Unfortunately it's not as simple as saying ip traceroute source-interface or similar, as IOS has no such command. If we can't tell the router to generate the packet from a certain interface, what if we were just to change the source address of the packets inline? What other tool is available to us in IOS that we can use to modify packets in the data plane? The answer: Network Address Translation (NAT).
We could create a NAT policy on the routers in the traceroute transit path to match on ICMP TTL Exceeded and ICMP Port Unreachable traffic coming from the router, and then change the source address to anything of our choosing. Specifically this configuration would look as follows on R2:
R2:
interface Loopback0
ip address 2.2.2.2 255.255.255.255
!
interface FastEthernet0/0.12
ip nat outside
!
interface FastEthernet0/0.23
ip nat outside
!
ip nat inside source list TRACE_REPLIES interface Loopback0 overload
!
ip access-list extended TRACE_REPLIES
permit icmp any any ttl-exceeded
permit icmp any any port-unreachable
The end result is as follows:
R1#traceroute 3.3.3.3Type escape sequence to abort.

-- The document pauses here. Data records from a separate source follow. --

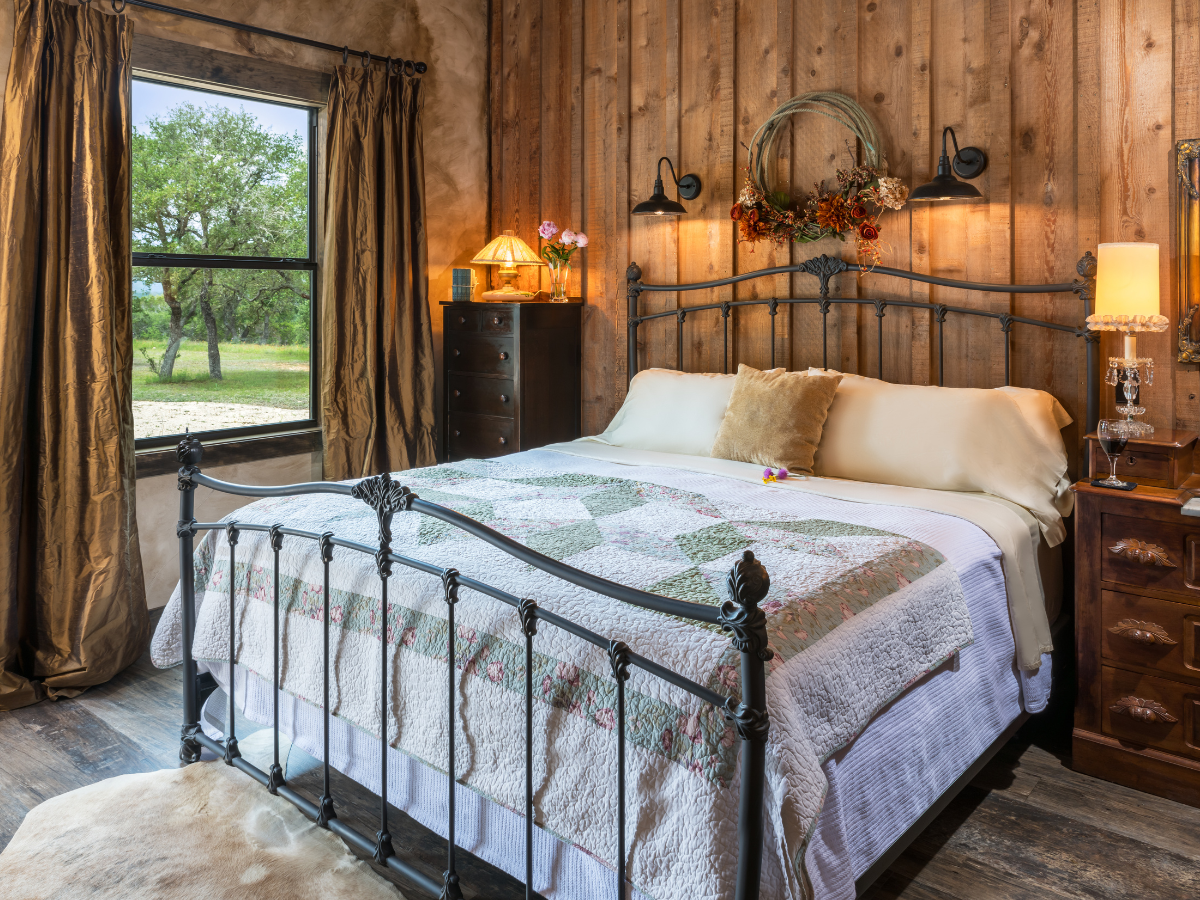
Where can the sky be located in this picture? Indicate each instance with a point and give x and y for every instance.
(151, 99)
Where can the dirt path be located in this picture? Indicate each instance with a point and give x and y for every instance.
(153, 418)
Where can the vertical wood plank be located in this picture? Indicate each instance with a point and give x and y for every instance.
(825, 39)
(765, 81)
(1135, 139)
(606, 203)
(706, 148)
(1186, 126)
(885, 89)
(654, 133)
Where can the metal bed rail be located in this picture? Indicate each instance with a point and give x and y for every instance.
(748, 583)
(826, 267)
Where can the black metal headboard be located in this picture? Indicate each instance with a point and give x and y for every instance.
(826, 267)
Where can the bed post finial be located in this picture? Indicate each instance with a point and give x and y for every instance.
(189, 453)
(749, 583)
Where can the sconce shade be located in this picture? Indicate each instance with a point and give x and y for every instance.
(1127, 297)
(946, 187)
(508, 250)
(659, 205)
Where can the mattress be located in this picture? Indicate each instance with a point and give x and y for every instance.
(879, 785)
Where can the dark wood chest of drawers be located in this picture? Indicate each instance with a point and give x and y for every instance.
(511, 375)
(1138, 623)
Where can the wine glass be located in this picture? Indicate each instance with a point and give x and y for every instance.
(1113, 435)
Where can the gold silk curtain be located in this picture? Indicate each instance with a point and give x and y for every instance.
(377, 339)
(72, 600)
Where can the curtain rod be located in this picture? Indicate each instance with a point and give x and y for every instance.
(405, 65)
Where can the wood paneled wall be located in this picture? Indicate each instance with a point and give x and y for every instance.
(1077, 102)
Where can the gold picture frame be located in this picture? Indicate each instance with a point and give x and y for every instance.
(1187, 249)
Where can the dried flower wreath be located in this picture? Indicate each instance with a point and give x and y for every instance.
(853, 209)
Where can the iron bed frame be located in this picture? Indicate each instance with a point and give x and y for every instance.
(748, 583)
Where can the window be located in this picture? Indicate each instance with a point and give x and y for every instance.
(223, 264)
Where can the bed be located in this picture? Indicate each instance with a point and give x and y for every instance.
(870, 623)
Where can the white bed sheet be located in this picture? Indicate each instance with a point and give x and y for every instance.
(879, 786)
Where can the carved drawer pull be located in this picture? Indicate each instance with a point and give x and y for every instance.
(1143, 711)
(1143, 631)
(1141, 552)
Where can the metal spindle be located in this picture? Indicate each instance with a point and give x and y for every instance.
(450, 876)
(940, 315)
(880, 306)
(618, 658)
(825, 333)
(325, 804)
(528, 611)
(275, 777)
(384, 847)
(725, 323)
(231, 730)
(1006, 325)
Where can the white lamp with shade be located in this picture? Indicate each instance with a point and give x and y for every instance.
(1127, 300)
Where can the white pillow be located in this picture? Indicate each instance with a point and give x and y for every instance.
(671, 412)
(997, 442)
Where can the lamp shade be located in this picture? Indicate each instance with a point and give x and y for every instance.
(1127, 297)
(508, 250)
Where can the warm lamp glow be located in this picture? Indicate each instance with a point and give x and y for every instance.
(1127, 288)
(508, 251)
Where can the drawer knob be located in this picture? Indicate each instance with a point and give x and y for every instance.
(1143, 711)
(1141, 552)
(1143, 631)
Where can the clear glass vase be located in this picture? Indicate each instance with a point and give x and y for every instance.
(559, 277)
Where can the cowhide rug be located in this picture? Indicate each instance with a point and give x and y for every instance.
(203, 832)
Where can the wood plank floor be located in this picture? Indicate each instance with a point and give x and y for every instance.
(1027, 827)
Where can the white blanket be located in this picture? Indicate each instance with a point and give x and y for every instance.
(820, 694)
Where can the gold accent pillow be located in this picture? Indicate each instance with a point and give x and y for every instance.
(775, 418)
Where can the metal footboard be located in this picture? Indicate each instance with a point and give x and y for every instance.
(748, 583)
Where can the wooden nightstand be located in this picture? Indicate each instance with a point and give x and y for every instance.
(1138, 622)
(513, 378)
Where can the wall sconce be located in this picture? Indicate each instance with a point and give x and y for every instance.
(659, 204)
(969, 162)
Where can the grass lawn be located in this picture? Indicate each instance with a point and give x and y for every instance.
(257, 375)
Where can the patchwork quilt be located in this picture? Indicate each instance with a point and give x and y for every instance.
(855, 616)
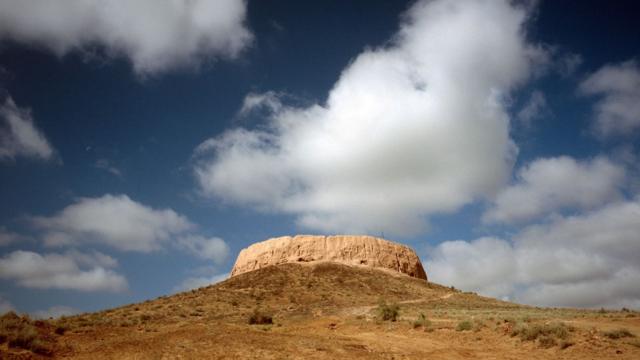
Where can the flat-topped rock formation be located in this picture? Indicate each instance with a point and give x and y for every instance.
(346, 249)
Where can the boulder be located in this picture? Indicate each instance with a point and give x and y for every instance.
(346, 249)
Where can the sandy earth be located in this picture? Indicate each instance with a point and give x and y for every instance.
(329, 312)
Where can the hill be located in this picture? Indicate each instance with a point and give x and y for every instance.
(329, 310)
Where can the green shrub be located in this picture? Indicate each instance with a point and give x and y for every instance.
(20, 332)
(546, 334)
(421, 321)
(260, 318)
(464, 325)
(388, 312)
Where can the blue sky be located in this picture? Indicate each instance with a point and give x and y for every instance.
(142, 147)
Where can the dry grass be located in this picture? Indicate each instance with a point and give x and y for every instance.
(618, 334)
(547, 335)
(333, 311)
(20, 332)
(388, 312)
(464, 325)
(259, 317)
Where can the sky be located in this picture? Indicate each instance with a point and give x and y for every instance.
(144, 144)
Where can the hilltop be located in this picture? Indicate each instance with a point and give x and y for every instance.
(329, 310)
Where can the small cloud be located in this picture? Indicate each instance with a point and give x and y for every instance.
(71, 271)
(154, 35)
(587, 259)
(106, 165)
(113, 220)
(568, 64)
(5, 306)
(19, 136)
(198, 282)
(269, 101)
(535, 108)
(206, 248)
(9, 237)
(549, 184)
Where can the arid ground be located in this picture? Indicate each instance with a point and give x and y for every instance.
(327, 311)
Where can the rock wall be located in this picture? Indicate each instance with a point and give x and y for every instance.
(347, 249)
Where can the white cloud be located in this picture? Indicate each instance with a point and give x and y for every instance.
(618, 110)
(198, 282)
(568, 63)
(587, 260)
(9, 237)
(127, 225)
(552, 184)
(155, 35)
(269, 100)
(55, 312)
(116, 221)
(18, 134)
(73, 271)
(5, 306)
(206, 248)
(410, 129)
(535, 108)
(106, 165)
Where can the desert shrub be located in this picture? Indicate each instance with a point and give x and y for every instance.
(566, 343)
(388, 312)
(634, 342)
(259, 317)
(546, 334)
(20, 332)
(618, 334)
(421, 321)
(464, 325)
(547, 341)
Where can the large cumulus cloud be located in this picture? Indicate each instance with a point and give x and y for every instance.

Tracing the route to 3.3.3.31 2.2.2.2 4 msec 0 msec 0 msec
2 10.0.23.3 4 msec * 0 msecR3#traceroute 1.1.1.1
Type escape sequence to abort.
Tracing the route to 1.1.1.11 2.2.2.2 0 msec 0 msec 0 msec
2 10.0.12.1 4 msec * 0 msec
The locally originated traffic on R2 is treated as NAT Inside, and therefore matches the Inside to Outside policy. Note that R1 and R3's replies aren't NATed by R2, because the transit traffic is going between two NAT Outside interfaces, and there isn't an Outside to Outside policy defined. The specific translations on R2 can be seen as follows:
R2#show ip nat translations
Pro Inside global Inside local Outside local Outside global
udp 2.2.2.2:4501 10.0.12.2:33434 10.0.12.1:49294 10.0.12.1:49294
udp 2.2.2.2:4502 10.0.12.2:33435 10.0.12.1:49295 10.0.12.1:49295
udp 2.2.2.2:4503 10.0.12.2:33436 10.0.12.1:49296 10.0.12.1:49296
udp 2.2.2.2:4504 10.0.23.2:33434 10.0.23.3:49205 10.0.23.3:49205
udp 2.2.2.2:4505 10.0.23.2:33435 10.0.23.3:49206 10.0.23.3:49206
udp 2.2.2.2:4506 10.0.23.2:33436 10.0.23.3:49207 10.0.23.3:49207
Why would you ever want to do this though? One valid case would be if you don't advertise your transit links. For example a Service Provider could use RFC1918 addresses on their transit links, and have a public address assigned to the Loopback of the router. Normally traffic isn't destined to the router, only through the router, so there's no reason to advertise the transit links into IGP or BGP. When a traceroute goes through the router though it would reply back with an address that the source doesn't know, e.g. 192.168.1.100. Assuming that the router has at least one public address you could use the NAT translation to change the source address to something that they do know though. This design is kind of a stretch though.
The more practical application of this is as a stupid router trick in the CCIE Lab Exam. There are lots of interesting routing problems that can be solved by using NAT translations, so be sure not to exclude this as part of your toolkit that you have in the exam.